What is it about cosmic horror and Lovecraftian stories that makes for such compelling horror stories and experiences?
One of the things that makes Lovecraft stories so memorable is how detailed and descriptive they are. His writing is laden with atmosphere which makes it very easy to step into the shoes of his characters and relate to their situations. We hoped to capture some of that in Moons, both through the story and environment details that we’ve created.
With its blend of the aforementioned Lovecraftian horror and a premise that’s very interesting even from a pure science fiction perspective, Moons of Madness’ setting was certainly ripe for some excellent storytelling. Was this something you saw as an opportunity early on and wanted to capitalize on?
The game’s setting of Mars was something we were very excited about from the start. It’s something that’s very relevant today and humans visiting Mars is a romanticized concept to some degree, because of the mystery surrounding it.

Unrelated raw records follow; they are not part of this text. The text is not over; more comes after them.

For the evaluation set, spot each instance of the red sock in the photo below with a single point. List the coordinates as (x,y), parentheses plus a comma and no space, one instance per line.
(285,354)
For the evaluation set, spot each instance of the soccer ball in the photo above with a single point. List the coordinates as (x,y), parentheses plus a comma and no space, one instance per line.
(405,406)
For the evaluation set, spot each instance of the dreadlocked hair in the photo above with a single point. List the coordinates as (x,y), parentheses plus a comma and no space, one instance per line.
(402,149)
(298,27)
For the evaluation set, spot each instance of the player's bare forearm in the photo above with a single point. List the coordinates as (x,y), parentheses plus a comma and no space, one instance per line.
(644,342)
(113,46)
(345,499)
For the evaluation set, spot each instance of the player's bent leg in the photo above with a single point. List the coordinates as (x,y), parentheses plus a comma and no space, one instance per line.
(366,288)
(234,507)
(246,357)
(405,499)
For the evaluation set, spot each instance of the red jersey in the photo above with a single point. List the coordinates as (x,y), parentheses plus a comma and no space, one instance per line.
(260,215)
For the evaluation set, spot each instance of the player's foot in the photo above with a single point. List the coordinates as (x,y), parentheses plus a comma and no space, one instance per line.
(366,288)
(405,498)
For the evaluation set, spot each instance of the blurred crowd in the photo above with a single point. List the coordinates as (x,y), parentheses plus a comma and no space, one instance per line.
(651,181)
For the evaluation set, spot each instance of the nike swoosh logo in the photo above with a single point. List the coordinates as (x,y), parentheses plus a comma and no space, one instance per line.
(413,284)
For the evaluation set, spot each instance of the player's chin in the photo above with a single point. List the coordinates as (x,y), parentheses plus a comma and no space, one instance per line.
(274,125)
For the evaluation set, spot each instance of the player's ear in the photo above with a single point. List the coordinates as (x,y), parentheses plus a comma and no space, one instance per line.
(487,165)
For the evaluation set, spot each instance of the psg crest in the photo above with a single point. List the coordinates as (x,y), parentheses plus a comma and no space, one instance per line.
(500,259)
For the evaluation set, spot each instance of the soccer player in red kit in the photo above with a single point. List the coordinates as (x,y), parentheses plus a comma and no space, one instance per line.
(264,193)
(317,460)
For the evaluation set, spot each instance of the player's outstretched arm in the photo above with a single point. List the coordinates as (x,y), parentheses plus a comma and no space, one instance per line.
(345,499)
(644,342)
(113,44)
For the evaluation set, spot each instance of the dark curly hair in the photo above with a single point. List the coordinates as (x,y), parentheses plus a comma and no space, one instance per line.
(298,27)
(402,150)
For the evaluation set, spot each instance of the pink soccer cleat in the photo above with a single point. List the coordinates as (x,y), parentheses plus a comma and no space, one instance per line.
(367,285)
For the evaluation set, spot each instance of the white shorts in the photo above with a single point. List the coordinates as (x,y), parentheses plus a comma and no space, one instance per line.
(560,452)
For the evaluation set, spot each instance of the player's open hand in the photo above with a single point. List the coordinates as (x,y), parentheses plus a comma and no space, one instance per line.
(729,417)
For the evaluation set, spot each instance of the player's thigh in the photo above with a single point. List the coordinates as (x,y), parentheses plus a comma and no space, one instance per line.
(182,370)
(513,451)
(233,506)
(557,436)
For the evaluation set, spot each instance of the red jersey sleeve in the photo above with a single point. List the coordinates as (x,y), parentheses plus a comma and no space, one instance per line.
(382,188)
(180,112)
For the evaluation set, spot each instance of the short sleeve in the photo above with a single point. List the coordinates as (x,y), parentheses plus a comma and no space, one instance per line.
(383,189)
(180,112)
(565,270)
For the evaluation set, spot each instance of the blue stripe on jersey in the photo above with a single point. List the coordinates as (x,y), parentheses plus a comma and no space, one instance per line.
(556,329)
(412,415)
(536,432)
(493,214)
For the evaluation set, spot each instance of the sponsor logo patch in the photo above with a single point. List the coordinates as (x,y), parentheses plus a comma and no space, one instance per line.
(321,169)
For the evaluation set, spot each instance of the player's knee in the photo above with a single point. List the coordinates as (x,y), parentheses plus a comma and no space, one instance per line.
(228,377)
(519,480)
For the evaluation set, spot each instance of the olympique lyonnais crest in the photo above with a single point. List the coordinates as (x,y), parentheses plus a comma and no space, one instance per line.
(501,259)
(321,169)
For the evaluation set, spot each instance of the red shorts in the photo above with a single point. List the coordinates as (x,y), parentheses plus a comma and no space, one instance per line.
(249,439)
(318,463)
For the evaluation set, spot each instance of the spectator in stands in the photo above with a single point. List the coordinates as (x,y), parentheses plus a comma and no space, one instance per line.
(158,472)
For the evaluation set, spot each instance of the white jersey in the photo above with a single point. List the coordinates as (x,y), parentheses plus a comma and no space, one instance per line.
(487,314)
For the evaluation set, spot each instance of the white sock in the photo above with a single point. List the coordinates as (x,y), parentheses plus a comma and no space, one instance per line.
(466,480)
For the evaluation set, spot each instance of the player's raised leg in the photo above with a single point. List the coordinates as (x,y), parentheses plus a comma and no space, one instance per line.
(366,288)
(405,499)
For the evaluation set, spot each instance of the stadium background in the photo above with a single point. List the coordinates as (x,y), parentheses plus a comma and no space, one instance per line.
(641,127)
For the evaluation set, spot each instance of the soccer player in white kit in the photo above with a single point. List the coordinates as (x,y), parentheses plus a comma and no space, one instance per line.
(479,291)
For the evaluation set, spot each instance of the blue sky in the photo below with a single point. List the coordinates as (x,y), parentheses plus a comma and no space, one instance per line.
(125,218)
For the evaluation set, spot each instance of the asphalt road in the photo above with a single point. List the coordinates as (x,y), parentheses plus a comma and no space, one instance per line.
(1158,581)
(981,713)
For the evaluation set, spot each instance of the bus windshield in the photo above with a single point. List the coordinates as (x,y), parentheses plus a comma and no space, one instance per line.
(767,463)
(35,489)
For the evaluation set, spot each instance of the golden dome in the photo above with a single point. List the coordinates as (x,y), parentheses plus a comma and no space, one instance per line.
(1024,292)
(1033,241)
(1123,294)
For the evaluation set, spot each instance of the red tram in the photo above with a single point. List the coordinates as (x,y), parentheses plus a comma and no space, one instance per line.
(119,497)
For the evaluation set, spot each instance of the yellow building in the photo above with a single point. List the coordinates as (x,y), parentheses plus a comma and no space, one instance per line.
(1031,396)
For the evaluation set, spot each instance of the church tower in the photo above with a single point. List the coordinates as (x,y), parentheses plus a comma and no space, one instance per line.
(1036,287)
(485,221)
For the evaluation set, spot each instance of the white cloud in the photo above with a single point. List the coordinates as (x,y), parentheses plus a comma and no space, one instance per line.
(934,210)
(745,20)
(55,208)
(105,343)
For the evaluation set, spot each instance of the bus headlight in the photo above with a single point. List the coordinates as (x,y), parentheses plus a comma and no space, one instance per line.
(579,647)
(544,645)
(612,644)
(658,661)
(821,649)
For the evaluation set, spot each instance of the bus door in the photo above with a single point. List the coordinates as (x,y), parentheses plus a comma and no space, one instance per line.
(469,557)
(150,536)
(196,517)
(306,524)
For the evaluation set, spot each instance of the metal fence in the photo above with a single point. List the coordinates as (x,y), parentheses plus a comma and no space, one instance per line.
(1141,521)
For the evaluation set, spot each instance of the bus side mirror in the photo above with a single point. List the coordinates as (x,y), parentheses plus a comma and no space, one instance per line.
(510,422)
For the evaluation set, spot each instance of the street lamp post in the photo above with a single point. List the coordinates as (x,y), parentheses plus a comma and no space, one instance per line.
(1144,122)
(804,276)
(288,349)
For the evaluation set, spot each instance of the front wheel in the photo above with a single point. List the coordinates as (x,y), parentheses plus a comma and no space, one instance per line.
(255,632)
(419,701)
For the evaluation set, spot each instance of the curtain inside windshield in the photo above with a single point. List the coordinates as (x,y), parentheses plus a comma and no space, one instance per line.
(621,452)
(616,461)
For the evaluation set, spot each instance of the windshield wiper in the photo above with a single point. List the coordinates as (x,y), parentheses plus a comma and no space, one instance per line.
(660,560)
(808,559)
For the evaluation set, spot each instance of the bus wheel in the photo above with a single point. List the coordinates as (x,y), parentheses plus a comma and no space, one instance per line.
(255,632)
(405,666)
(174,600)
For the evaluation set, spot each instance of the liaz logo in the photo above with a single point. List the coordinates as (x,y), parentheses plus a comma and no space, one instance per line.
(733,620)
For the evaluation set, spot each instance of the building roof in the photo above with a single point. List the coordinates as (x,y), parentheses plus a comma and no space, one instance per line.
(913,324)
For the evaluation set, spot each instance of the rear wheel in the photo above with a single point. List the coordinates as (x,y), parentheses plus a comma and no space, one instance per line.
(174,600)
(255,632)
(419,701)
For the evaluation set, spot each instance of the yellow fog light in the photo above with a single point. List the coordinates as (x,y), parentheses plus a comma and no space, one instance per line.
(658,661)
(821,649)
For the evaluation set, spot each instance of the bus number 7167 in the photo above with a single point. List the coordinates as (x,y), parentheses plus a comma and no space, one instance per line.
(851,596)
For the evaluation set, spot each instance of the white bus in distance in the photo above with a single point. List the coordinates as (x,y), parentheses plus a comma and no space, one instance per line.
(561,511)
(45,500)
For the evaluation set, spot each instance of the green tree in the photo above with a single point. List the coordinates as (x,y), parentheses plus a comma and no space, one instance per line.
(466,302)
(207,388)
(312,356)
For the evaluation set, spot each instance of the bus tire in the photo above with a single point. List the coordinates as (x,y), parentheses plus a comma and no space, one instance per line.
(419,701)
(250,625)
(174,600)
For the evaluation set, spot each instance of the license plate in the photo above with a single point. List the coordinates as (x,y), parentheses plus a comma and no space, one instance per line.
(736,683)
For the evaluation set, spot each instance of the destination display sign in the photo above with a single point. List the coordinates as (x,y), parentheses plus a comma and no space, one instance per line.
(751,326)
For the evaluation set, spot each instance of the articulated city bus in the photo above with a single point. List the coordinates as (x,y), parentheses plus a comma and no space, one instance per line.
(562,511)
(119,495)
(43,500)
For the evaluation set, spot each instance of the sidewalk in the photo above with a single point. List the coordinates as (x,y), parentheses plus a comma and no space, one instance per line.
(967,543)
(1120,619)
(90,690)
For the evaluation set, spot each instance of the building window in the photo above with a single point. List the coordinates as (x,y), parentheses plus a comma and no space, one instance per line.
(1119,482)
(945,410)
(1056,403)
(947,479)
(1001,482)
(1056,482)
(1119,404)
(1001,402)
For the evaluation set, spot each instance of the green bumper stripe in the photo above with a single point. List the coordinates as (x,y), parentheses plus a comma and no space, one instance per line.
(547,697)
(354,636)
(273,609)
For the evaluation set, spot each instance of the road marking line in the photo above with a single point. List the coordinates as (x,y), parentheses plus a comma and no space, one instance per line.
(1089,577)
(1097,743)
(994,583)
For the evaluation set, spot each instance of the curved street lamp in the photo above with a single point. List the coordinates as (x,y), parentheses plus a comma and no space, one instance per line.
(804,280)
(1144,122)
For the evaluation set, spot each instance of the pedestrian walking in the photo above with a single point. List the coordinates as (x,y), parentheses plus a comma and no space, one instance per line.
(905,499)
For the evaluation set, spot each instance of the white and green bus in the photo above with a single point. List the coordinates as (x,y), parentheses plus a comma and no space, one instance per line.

It also felt like a natural fit for a modern Lovecraft-style story with a pronounced “cosmic” aspect, as well as the loneliness that comes with being one of the first people on a new (dead) planet.
Did you look at any stories from any medium or any horror games in particular that served as inspirations for Moons of Madness?
Aside from taking inspiration from a lot of Lovecraft tales, Moons of Madness also borrows from The Martian, The Thing, the Resident Evil and Silent Hill series, Alien, and Stranger Things.
“It was an intense learning experience for us creating a story driven first person game, even though our next game will be pretty much the opposite; we’re definitely open to revisiting the genre should the right idea show itself.”
Do you have any updates planned for the future, big or small- whether that’s fixes to the game in response to feedback or even expansions?
We’ve got ideas for additional content, but time will tell if they ever materialize.
If Moons of Madness proves to be a success, is this something you see yourself working on again in the future, perhaps in the form of a sequel?
It was an intense learning experience for us creating a story driven first person game, even though our next game will be pretty much the opposite; we’re definitely open to revisiting the genre should the right idea show itself.
I imagine atmosphere and psychological terror are much more important than the more in-your-face scares in a game such as Moons of Madness. How important was it to you that you struck the right sort of balance for the game in that area?
We were striving to achieve a sense of unnerve and atmosphere rather than scares. It’s a delicate balance, and something that’s hard to benchmark or find the right recipe for. Every person is different, and so how they perceptive these things will be as well. It’s a tricky one for sure, and there’s no real way of knowing if you hit the right balance, or not.
Do you have any plans to launch on the Switch?
Not at the moment, but it would indeed be fun to be able to play the game on the Switch.
There’s been a lot of talk of SSDs, which the PS5 and the Xbox Series X are both confirmed to feature. What’s the biggest impact it’s going to have on development, according to you?
Loading loads of data, and streaming inn levels like we do in Moons is challenging. Faster disks will help a lot and I think we will see less games with loading screens when SSD becomes the new standard.
“I think haptics add a lot to an experience. But, I also think it’s subjective to different players, and it also depends on how the game utilizes it. But overall, I think the potential for adding to an experience is very high.”
Speaking of next-gen hardware, something else that the PS5 and the Xbox Series X are both going to have is a Zen 2 CPU – how big of a leap is it over current gen hardware in your view, and how is it going to help development?
This is probably a question for the Unreal engine developers, but for us it means that we can do more before the game gets CPU bound. Porting to console would of course also be much smoother, as the current gen hardware is pretty slow, and getting closer to the PC hardware helps a lot. But this is of course time-limited as the gap between PC and console will grow fast.
What’s your take on the PS5’s haptic-enabled controller? Do you think it’s something that can significantly add to an experience, or is it just going to be a novelty?
I think haptics add a lot to an experience. But, I also think it’s subjective to different players, and it also depends on how the game utilizes it. But overall, I think the potential for adding to an experience is very high.